Pantau.com - Kementerian Keuangan (Kemenkeu) melalui Direktorat Jenderal Kekayaan Negara (DJKN) memberikan keterangan terkait Perjanjian Pemberian Pinjaman Dana Antisipasi dari Pemerintah kepada PT Lapindo Brantas Inc (LBI) / Minarak Lapindo Jaya (MLJ) pada Jumat, (12/7/2019) di gedung DJKN, Jakarta.
Direktur Jenderal Kekayaan Negara (Dirjen KN) Isa Rachmatarwata mengatakan bahwa Kemenkeu masih melakukan penagihan kepada PT Lapindo karena telah melewati batas pembayaran piutang yang jatuh tempo sejak 10 Juli 2019 silam.
Total tunggakan LBI/MLJ yang telah jatuh tempo sebesar Rp1.763.724.747.342,44 (termasuk bunga dan denda).
Baca juga: Kontrak Diperpanjang 20 Tahun, Bagaimana Keamanan Pengeboran Lapindo?
Penagihan tetap dilakukan oleh Kementerian Keuangan kepada PT Lapindo atas dasar perjanjian kredit yang telah disepakati.
"Makanya, seperti kemarin mereka (PT Lapindo) "boleh ngga kita set off dengan cost recovery?," misalnya. Secara aturan, tidak memungkinkan kami negoisasi dengan hal-hal seperti itu," ungkapnya.
"Bukan masalah kami tidak mau tetapi menurut aturan cost recovery-nya yang justru tidak memungkinkan.

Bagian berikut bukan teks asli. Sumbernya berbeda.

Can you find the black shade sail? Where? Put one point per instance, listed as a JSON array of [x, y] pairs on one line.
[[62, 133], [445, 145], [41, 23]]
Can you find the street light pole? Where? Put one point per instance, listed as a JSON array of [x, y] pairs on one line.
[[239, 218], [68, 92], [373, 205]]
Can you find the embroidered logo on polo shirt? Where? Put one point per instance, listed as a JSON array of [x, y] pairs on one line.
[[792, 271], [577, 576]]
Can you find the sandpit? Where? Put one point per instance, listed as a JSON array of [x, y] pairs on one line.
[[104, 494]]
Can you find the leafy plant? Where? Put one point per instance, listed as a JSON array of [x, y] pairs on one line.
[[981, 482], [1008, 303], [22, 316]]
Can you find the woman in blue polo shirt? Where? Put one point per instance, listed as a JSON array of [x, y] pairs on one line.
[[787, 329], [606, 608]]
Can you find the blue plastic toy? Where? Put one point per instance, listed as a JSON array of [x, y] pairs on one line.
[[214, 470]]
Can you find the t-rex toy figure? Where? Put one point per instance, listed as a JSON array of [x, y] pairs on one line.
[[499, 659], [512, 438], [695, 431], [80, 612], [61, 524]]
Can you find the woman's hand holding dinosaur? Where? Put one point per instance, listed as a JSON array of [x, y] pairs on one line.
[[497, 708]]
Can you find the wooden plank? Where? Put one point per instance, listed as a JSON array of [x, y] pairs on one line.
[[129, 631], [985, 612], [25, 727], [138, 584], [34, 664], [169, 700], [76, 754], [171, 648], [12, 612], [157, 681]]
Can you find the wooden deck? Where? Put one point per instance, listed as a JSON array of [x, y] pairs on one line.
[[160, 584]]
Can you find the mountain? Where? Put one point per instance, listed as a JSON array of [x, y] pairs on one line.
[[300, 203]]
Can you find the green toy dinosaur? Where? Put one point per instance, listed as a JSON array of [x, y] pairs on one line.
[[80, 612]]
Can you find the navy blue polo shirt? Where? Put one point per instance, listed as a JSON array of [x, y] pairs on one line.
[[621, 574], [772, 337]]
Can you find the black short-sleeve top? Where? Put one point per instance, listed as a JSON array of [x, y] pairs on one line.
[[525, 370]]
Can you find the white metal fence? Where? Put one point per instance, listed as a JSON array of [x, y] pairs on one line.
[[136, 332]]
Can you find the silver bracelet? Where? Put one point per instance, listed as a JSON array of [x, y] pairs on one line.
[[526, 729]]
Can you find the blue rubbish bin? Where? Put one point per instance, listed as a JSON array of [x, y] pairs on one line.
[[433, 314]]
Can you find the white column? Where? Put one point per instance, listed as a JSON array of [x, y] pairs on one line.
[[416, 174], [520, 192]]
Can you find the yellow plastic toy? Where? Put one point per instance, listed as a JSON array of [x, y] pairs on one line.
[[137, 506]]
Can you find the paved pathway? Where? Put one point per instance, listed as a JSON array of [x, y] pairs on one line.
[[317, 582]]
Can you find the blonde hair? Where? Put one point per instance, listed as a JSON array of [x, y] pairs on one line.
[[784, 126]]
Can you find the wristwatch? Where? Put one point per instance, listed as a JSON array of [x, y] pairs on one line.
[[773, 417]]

Cost recovery hanya memungkinkan dari revenue yang dihasilkan oleh wilayah kerja pertambangan di sini," pungkasnya.
Baca juga: Ritel Asing Jamah Indonesia, Pengusaha: Kita Enggak Pernah Khawatir
Perlu diketahui bahwa sejak perjanjian antara pemerintah dengan perusahaan Grup Bakrie ditandatangani pada Juli 2015, sampai saat ini belum ada perubahan dalam isi perjanjian.
Pemerintah memberikan dana talangan untuk ganti rugi bencana alam Lumpur Lapindo melalui perjanjian Pemberian Pinjaman Dana Antisipasi untuk Melunasi Pembelian Tanah dan Bangunan Warga Korban Luapan Lumpur Sidoarjo dalam Peta Area Terdampak yang dibuat pada 22 Maret 2007.
Catat nih sobat! perjanjian itu menyebutkan pemerintah mengajukan syarat pengembalian maksimal empat tahun sejak perjanjian ditandatangani pada Juli 2015 atau jatuh tempo pada Juli 2019.